Slowly, very slowly, he nods. "I’ll have the attorneys draw it up."
"So I work for Tabloid now?" I ask carefully. His answer to this next question will mean a lot to me.
"Ah, no, not exactly. More like partners. She’s camera crew and live director. You still work for me. Tonight’s your last newscast."
"Grand," I answer shortly and turn to grasp the doorknob in my hand. I’m doing a great job of controlling my temper and we both know it. Silently I ask for permission to leave with a raised eyebrow and he grants it, nodding his head. I decide an early lunch is in order and walk right out the front door.
Her arms are tight around me as we ride up in front of my new station. I pull my Harley-Davidson FLTSF Fat Boy up onto the sidewalk, creating my own parking space. I need to talk to the station manager about getting an assigned one right by the entrance. No way in hell do I leave my baby out in some parking lot. All six hundred and sixty-six pounds of pure white heat need to be readily available to me at all times. And far away from drivers of foreign automobiles who think nothing of crashing their door into my ride.
As I turn off the engine and free my head of the brain bucket, the girl behind me continues exploring my upper body, as she has all during the ride here. I try to remember her name, but it still escapes me as it has all morning. I shrug my mental shoulders. Doesn’t matter really. It’s not like I’m gonna be sending her a Christmas card or anything like that.
I hang the helmet off the handlebars and reach around for hers. As soon as the buffer is removed, she lunges for me again. God, she acts like she’s never been laid before. Not well, at least.
I spin around on the seat, facing her, admiring the full lips and generous breasts that caused me to pick her last night at the bar. I lick my lips and capture hers. She tastes good, like peppermint, and I realize she must have had a breath mint on the drive over. My tongue dives into her mouth again and again, intent on capturing all of that taste for myself.
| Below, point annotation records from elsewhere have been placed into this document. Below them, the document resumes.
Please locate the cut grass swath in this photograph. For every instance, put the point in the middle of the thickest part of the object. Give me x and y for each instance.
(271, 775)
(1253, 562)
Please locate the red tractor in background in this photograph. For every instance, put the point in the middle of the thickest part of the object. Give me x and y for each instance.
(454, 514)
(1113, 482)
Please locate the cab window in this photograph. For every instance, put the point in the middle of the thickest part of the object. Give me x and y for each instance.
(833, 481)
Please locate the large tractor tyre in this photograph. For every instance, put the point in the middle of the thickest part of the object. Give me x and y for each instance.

I feel her moan against my lips and her breathing hitches. I bet I can take her right here, right now and not even have to use my hands. Never one to turn down a challenge, especially one issued by myself, I grasp her hips firmly and pull her toward me. Her knees are splayed wide as they encounter my legs and she is rocking on the seat, desperate for contact. I feel her smaller hands slide over my back, my neck, my hair, as she clutches me, seeking relief.
I reach down and pull both of her legs over mine and tug her forward. She’s straddling me now, moaning as the pressure of my stomach begins to provide some of the relief she’s sought. It’s still not enough to get her off, I realize, so I grasp her ass cheeks and pull her closer still, grinding her against me.
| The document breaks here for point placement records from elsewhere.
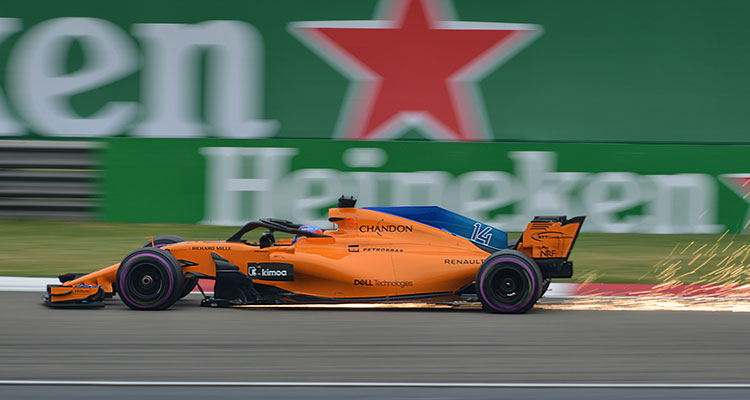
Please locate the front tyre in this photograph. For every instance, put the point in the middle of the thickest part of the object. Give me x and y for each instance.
(149, 279)
(508, 282)
(164, 240)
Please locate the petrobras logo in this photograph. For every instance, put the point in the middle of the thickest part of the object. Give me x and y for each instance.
(383, 283)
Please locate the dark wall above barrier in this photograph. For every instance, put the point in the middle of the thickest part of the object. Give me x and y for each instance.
(596, 71)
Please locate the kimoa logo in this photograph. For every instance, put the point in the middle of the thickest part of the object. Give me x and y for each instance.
(542, 236)
(434, 51)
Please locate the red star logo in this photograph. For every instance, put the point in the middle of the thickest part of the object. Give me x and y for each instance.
(414, 68)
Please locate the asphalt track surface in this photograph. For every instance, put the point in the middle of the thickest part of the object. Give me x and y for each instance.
(190, 343)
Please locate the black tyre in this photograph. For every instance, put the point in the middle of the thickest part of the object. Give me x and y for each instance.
(149, 279)
(508, 282)
(160, 241)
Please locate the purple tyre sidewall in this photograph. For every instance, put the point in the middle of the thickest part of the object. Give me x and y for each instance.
(510, 307)
(123, 273)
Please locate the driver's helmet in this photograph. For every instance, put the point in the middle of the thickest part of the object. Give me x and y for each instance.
(307, 228)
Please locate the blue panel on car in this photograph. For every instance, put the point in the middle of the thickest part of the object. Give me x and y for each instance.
(449, 221)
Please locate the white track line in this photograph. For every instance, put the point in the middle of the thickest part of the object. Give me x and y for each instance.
(582, 385)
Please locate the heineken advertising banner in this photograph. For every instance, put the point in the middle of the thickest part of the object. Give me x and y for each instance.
(668, 71)
(619, 187)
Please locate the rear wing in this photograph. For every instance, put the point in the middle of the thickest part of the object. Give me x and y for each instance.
(550, 237)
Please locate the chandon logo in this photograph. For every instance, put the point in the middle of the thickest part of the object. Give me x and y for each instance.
(377, 228)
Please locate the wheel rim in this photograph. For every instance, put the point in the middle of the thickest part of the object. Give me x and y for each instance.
(146, 282)
(508, 285)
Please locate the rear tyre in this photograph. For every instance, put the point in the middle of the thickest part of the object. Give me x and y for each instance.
(508, 282)
(149, 279)
(164, 240)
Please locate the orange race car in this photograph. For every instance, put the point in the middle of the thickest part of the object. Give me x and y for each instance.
(379, 254)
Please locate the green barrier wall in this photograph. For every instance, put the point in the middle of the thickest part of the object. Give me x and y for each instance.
(668, 71)
(621, 188)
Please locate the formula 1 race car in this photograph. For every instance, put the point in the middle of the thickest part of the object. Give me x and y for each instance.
(378, 254)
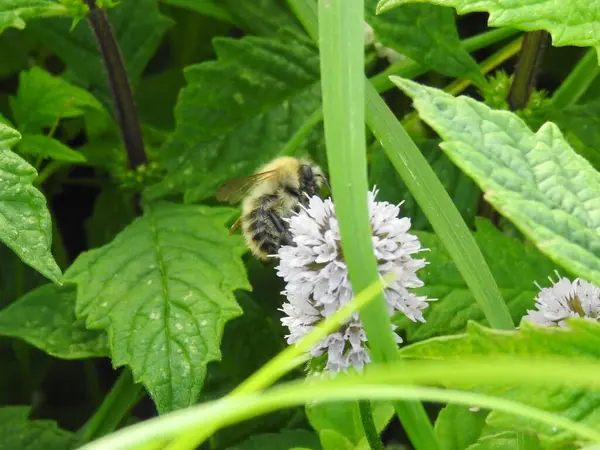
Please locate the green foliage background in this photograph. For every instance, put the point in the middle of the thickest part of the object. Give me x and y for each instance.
(122, 295)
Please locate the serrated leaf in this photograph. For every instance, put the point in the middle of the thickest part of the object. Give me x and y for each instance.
(45, 147)
(534, 179)
(426, 34)
(25, 225)
(463, 191)
(14, 13)
(332, 440)
(268, 88)
(43, 98)
(581, 126)
(514, 265)
(138, 28)
(569, 22)
(16, 278)
(163, 290)
(581, 339)
(45, 317)
(457, 427)
(284, 440)
(332, 420)
(17, 432)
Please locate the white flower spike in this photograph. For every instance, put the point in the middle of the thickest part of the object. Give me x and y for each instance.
(317, 278)
(565, 299)
(382, 52)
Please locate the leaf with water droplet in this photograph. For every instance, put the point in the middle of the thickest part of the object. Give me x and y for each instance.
(268, 91)
(25, 225)
(17, 432)
(163, 291)
(45, 318)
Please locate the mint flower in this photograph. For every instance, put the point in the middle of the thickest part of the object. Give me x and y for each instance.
(565, 299)
(317, 282)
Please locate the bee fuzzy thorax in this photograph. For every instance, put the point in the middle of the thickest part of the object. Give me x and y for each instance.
(277, 190)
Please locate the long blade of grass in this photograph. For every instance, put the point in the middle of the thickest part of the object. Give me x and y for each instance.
(341, 45)
(429, 193)
(394, 381)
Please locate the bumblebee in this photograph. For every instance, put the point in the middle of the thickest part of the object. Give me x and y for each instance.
(272, 194)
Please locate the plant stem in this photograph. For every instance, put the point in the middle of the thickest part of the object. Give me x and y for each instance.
(116, 405)
(488, 38)
(489, 64)
(527, 69)
(366, 416)
(578, 81)
(123, 101)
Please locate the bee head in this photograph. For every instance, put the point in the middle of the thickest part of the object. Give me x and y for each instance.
(311, 178)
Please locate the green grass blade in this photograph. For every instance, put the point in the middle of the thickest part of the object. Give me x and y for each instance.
(341, 46)
(578, 81)
(439, 209)
(395, 381)
(429, 194)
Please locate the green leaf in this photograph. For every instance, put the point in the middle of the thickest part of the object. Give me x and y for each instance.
(138, 28)
(581, 339)
(462, 189)
(427, 34)
(205, 7)
(569, 22)
(534, 179)
(5, 121)
(47, 148)
(332, 440)
(45, 317)
(581, 126)
(343, 419)
(14, 13)
(456, 427)
(17, 432)
(163, 290)
(25, 225)
(268, 89)
(43, 98)
(284, 440)
(251, 340)
(16, 278)
(506, 440)
(263, 17)
(515, 266)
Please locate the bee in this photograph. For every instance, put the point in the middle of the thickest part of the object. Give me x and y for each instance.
(272, 194)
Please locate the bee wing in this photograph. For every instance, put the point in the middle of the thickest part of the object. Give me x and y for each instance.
(234, 190)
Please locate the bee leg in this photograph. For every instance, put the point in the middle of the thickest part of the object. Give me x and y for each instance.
(277, 222)
(280, 226)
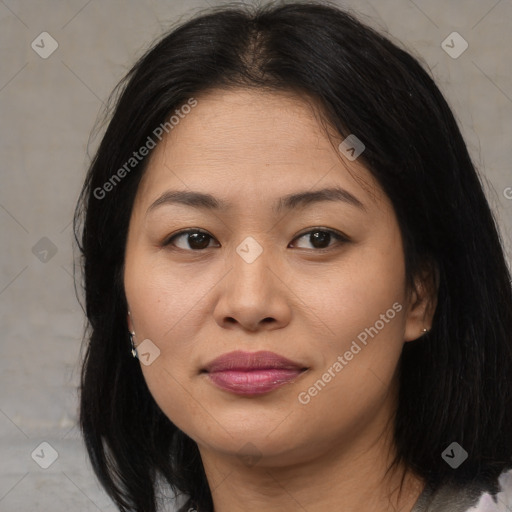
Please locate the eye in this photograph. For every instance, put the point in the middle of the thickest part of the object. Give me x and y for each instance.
(320, 238)
(196, 239)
She’s getting close now. We trade long, moist kisses, tongues sliding against each other, matching the rhythm of her body against mine. I can feel her wetness through her cotton pants and against my T-shirt. She’s deliberately rubbing herself against my navel ring, using it to get off. Each time she scrapes against it, nice little tremors go through my body as well. Nothing much, but pleasant nonetheless.
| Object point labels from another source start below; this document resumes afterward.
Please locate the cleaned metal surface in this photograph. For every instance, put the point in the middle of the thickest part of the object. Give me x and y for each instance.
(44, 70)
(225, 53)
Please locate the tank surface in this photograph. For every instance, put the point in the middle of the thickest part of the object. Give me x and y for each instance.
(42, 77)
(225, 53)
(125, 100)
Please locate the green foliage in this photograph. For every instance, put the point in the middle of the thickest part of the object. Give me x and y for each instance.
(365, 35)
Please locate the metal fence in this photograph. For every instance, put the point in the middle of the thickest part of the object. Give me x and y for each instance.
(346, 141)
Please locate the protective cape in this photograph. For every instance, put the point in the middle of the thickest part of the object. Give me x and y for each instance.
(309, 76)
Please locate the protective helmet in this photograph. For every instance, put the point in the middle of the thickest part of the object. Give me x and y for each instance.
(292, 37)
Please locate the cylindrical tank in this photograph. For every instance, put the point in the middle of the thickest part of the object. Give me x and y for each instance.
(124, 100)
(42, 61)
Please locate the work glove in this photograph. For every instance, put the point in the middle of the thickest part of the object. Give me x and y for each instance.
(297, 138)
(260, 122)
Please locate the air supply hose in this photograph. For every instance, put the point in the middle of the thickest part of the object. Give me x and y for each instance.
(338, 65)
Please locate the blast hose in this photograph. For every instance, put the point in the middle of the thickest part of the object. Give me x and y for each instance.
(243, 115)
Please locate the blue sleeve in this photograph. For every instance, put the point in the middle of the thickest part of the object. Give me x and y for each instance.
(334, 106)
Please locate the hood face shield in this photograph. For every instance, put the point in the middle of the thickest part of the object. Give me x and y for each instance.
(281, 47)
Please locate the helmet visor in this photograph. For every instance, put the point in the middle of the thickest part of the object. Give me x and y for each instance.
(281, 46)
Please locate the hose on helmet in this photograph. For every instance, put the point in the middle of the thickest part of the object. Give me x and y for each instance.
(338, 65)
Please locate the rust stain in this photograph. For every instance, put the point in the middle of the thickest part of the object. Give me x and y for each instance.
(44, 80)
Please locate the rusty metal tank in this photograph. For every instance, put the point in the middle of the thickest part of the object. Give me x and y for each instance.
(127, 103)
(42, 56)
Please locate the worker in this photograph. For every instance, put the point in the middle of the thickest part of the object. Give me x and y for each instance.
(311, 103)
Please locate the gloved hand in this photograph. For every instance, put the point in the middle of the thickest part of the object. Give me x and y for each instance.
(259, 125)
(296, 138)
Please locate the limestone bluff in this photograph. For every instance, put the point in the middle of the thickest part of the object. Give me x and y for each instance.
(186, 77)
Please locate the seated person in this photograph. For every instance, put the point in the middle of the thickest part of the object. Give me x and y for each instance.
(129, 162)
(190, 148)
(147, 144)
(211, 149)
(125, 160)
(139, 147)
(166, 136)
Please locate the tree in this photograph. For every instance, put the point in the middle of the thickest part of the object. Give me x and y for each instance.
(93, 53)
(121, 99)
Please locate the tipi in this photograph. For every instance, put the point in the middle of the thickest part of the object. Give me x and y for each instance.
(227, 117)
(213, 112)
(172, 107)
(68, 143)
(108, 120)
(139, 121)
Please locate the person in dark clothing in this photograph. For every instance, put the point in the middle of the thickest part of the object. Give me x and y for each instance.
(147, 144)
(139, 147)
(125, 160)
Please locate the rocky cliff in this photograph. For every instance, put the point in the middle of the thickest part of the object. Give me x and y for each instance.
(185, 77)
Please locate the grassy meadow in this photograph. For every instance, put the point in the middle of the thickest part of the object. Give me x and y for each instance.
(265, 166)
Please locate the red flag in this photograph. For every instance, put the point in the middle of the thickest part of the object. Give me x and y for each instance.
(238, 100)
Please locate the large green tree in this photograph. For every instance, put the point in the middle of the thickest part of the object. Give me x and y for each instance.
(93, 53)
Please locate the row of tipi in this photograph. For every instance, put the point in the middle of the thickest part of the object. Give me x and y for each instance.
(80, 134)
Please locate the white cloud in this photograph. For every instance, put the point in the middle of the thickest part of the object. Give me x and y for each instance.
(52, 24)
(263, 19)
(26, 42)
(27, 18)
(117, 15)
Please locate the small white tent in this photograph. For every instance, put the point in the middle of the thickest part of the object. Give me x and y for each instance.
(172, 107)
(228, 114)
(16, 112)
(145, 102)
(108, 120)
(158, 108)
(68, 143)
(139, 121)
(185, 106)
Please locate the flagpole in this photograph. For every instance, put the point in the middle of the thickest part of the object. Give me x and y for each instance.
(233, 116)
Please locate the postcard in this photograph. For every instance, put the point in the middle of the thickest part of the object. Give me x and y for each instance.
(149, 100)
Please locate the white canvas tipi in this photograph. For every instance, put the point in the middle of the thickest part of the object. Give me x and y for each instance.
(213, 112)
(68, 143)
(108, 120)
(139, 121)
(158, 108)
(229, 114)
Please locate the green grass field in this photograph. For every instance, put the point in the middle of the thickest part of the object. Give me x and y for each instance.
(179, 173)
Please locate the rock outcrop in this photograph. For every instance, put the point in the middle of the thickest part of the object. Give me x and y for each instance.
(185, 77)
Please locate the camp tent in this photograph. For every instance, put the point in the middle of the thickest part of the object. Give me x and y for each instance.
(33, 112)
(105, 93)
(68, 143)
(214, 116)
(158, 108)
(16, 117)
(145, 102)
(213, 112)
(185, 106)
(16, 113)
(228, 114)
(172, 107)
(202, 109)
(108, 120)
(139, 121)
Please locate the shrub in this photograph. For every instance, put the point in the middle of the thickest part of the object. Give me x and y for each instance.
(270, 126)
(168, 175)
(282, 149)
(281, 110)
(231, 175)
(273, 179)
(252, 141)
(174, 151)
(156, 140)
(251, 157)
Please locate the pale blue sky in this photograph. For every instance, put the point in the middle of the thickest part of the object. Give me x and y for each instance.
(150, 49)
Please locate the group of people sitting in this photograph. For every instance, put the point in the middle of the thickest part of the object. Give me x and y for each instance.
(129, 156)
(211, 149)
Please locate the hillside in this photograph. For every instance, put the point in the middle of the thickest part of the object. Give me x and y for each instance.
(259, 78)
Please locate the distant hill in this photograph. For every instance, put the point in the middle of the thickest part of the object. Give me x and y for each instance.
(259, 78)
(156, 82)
I need to bring this gig to a close and get in to my new job. I also need to have pity on the audience we seem to have attracted. One guy in a suit is practically saluting us with his lower member as he watches, several other men are twitching nervously nearby. There are a few women on the periphery as well, each looking a bit flushed, wondering what this is like. The straight women are enjoying the show, thinking about how their husbands and boyfriends have never made them feel like I’m making this girl feel. And I prove that to them right now.